J. Daniel Kirk, a fine young professor at Fuller Theological Seminary, has a new piece at the Fuller website on Adam and Christ. He’s asking if we need a historical Adam to believe what Paul says about Christ, but Daniel turns it around: since we know about Christ we can learn to think about Adam. So the issue is about Where we begin.
New Testament scholarship over the past half century has developed the insight that the first data point in Paul’s Christian theologizing was his understanding that the cross and resurrection formed the saving act of God.
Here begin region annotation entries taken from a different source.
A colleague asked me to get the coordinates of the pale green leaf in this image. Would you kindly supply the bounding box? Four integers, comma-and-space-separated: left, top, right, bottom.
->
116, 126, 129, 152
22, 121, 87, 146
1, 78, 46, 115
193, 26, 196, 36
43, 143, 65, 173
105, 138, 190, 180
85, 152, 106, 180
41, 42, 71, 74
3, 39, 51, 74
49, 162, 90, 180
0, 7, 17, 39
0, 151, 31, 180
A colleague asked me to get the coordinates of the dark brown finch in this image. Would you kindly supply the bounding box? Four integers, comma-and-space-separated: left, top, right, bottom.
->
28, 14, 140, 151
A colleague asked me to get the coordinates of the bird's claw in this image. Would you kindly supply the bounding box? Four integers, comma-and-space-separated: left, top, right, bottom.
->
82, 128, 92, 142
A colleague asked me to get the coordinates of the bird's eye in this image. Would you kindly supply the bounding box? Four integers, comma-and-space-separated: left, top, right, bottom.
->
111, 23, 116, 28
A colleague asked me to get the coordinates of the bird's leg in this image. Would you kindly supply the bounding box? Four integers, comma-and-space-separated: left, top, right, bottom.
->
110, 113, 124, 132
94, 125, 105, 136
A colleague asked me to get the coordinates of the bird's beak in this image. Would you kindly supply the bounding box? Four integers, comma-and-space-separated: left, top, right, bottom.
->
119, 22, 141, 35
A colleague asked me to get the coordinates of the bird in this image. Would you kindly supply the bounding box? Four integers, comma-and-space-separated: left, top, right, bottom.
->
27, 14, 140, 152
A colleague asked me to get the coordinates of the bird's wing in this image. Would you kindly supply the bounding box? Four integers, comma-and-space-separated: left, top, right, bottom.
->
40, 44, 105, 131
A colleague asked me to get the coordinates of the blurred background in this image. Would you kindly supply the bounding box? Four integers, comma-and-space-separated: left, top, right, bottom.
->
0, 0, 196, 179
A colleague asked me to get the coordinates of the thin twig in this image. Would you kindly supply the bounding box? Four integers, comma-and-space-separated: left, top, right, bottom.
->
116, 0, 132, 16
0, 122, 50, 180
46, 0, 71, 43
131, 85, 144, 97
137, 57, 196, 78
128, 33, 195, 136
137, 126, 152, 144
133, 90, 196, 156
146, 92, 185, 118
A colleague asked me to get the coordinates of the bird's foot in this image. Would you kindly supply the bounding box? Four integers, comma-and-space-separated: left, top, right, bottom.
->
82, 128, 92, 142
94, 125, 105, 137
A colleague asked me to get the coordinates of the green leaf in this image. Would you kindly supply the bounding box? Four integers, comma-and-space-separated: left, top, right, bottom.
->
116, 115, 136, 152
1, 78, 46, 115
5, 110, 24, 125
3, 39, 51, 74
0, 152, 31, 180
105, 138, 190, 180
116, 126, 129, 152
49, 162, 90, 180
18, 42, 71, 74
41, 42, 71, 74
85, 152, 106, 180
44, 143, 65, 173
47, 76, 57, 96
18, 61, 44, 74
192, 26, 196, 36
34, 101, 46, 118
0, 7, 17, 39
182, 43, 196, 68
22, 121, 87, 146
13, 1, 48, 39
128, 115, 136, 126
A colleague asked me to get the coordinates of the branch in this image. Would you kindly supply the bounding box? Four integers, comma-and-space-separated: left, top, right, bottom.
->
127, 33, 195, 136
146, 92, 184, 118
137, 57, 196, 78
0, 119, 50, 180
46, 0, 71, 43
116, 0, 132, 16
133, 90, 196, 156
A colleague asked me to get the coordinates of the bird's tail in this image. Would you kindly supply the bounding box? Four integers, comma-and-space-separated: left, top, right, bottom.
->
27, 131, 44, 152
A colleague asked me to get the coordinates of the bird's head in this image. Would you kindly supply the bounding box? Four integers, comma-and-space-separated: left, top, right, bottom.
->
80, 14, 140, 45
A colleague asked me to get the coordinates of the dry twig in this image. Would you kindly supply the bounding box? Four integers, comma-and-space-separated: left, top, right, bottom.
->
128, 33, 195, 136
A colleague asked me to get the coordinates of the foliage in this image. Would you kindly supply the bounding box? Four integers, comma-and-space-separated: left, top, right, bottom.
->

In the 1960s, Herman Ridderbos argued that this fundamental conviction becomes the great act of God by which all other acts and ideas are understood.5 The significance of this focus on Christ is that it ripples out in all directions: not only does Paul rethink the future in light of Jesus’ death and resurrection, but he also reinterprets what came before. Thus, Ridderbos concludes that “Paul’s whole doctrine of the world and man in sin . . . is only to be perceived in the light of his insight into the all-important redemptive event in Christ.”6 A decade later E. P. Sanders concurred, claiming that Paul reasons “from solution to plight.”7Because Paul knows that God has provided the solution to the problem of human sin in the crucified and risen Christ, he therefore reassesses the place of the Law, in particular, in God’s saving story. Romans 5 is one particular outworking of this.
Both Ridderbos and Sanders have come to the same conclusion: what is a “given” for Paul is the saving event of Jesus’ death and resurrection. The other things he says, especially about sin, the Law, and eschatology, are reinterpretations that grow from the fundamental reality of the Christ event. Recognizing this relieves the pressure that sometimes builds up around a historical Adam. Contrary to the fears expressed by Douglas Farrow, we can now recognize that Adam is not the foundation on which the system of Christian faith and life is built, such that removing him means that the whole edifice comes crashing down. Instead, the Adam of the past is one spire in a large edifice whose foundation is Christ. The gospel need not be compromised if we find ourselves having to part ways with Paul’s assumption that there is a historical Adam, because we share Paul’s fundamental conviction that the crucified Messiah is the resurrected Lord over all.